# Assignment: Exploratory Data Analysis
### `! git clone https://github.com/ds4e/EDA`
### Do Q1 and two other questions.

**Q1.** In class, we talked about how to compute the sample mean of a variable $X$,
$$
m(X) = \dfrac{1}{N} \sum_{i=1}^N x_i
$$
and sample covariance of two variables $X$ and $Y$,
$$
\text{cov}(X,Y) = \dfrac{1}{N} \sum_{i=1}^N (x_i - m(X))(y_i - m(Y))).
$$
Recall, the sample variance of $X$ is
$$
s^2 = \dfrac{1}{N} \sum_{i=1}^N (x_i - m(X))^2.
$$
It can be very helpful to understand some basic properties of these statistics. If you want to write your calculations on a piece of paper, take a photo, and upload that to your GitHub repo, that's probably easiest.

1. Show that $m(a + bX) = a+b \times m(X)$.
2. Show that $\text{cov}(X,a+bY) = b \times \text{cov}(X,Y)$
3. Show that $\text{cov}(a+bX,a+bX) = b^2 \text{cov}(X,X) $, and in particular that $\text{cov}(X,X) = s^2 $.
4. Instead of the mean, consider the median.
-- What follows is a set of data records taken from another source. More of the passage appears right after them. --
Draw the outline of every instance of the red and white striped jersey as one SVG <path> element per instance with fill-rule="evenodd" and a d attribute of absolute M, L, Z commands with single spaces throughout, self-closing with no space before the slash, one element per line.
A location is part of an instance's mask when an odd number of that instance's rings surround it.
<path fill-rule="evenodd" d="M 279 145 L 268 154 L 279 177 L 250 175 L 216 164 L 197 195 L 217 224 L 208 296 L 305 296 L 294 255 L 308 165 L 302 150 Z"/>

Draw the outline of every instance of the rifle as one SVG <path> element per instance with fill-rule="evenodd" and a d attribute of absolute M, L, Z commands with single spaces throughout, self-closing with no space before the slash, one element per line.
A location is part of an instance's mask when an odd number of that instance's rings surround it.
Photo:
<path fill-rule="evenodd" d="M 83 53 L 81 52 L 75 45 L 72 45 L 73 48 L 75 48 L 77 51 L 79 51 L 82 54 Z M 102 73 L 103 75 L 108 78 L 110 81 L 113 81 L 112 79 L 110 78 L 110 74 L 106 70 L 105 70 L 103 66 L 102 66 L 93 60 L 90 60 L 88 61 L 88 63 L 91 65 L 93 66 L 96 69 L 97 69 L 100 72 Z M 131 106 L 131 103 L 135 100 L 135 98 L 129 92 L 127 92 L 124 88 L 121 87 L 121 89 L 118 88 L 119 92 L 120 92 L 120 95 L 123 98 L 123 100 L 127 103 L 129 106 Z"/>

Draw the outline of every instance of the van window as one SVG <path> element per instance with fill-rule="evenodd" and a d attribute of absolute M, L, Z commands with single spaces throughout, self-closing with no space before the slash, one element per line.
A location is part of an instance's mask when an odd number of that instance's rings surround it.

Consider transformations that are non-decreasing (if $x\ge x'$, then $g(x)\ge g(x')$), like $2+5 \times X$ or $\text{arcsinh}(X)$. Is a non-decreasing transformation of the median the median of the transformed variable? Explain. Does your answer apply to any quantile? The IQR? The range?
5. Consider a non-decreasing transformation $g()$. Is is always true that $m(g(X))= g(m(X))$?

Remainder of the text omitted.